Title: Exploring the dynamics of concepts and their dependency relations in educational resources

Abstract: Extracting dependency relations from unstructured content and visualizing the learned relations are two challenging issues in many domains. Prerequisite relations are highly relevant dependency relations in the educational domain since they convey meaning about which knowledge is needed to understand and learn new knowledge. Educational resources, such as textbooks, slides and video lectures, implicitly rely on a knowledge graph of concepts and prerequisite relations which can show different dynamics along the timeline of the textual/video content. This is because concepts’ description evolves and becomes richer along the text/video flow, involving new dependency relations with other concepts. Capturing these relations and exploring them provides means towards cognition and AI-powered services. In this talk I will present our research on this topic and some exploration techniques that we used to support the definition of our algorithms for knowledge extraction.

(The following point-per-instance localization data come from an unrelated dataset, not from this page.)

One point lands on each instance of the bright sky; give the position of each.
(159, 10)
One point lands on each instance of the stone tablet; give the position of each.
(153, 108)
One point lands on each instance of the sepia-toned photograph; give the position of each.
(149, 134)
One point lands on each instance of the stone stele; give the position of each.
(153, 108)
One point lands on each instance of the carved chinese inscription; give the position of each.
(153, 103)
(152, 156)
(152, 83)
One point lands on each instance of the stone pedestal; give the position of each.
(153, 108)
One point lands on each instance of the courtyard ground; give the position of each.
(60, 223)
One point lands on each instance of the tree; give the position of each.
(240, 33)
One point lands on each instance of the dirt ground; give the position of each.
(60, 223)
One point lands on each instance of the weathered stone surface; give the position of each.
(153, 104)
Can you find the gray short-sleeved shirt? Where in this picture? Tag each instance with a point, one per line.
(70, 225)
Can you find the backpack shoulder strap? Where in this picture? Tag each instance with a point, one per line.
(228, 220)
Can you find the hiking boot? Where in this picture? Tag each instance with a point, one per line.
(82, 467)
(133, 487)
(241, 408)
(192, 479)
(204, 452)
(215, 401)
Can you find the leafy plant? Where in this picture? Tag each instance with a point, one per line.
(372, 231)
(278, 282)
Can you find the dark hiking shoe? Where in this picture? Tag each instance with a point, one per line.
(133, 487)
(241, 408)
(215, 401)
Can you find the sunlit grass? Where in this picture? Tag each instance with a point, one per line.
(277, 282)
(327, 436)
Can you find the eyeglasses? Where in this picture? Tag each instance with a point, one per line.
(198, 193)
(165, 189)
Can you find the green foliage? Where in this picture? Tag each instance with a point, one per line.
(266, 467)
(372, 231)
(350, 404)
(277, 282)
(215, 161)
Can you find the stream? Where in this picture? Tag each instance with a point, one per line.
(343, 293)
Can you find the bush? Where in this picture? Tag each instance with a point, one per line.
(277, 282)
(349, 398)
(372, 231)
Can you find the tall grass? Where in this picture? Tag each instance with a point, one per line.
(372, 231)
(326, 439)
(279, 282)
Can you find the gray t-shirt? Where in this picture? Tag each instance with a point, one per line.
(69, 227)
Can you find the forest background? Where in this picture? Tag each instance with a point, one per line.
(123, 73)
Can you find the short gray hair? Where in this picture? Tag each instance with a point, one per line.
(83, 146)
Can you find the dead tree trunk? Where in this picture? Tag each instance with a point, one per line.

Bio: Ilaria Torre is an Associate Professor at the Department of Informatics, Bioengineering, Robotics and Systems Engineering in Genoa University. In 2003 she obtained her Ph.D at the Department of Computer Science in Turin University, with a dissertation on User Modelling and Adaptive Systems. Her main research interests include intelligent user interfaces, adaptive systems, recommender systems and ubiquitous systems. Over the years, she worked on the application of HCI and AI in various fields, including technology-enhanced learning, cultural heritage, tourism, smart cities, and privacy management – formerly in Turin University and then in Genoa University. She is author of a book and published over 80 papers in international journals and conference proceedings. In 2020 she has been General Chair of the ACM UMAP Conference on User Modeling, Adaptation and Personalization. She is Senior Program Committee Member for the ACM IUI Conference on Intelligent User Interfaces and over the years she served as a PC member of several conferences including ACM UMAP, ACM IUI, Interact, and ACM RecSys. She is an Associate Editor of AI for Human Learning and Behavior Change, specialty section of Frontiers in Artificial Intelligence, and Guest Editor of a Special Section for the IEEE Transactions on Learning Technologies Journal. Se organized and co-chaired several workshops, including IUadaptMe (ACM UMAP 2018), IoTAAL (IEEE GIobal IoT Summit 2017), and SmartLearn (ACM IUI 2017).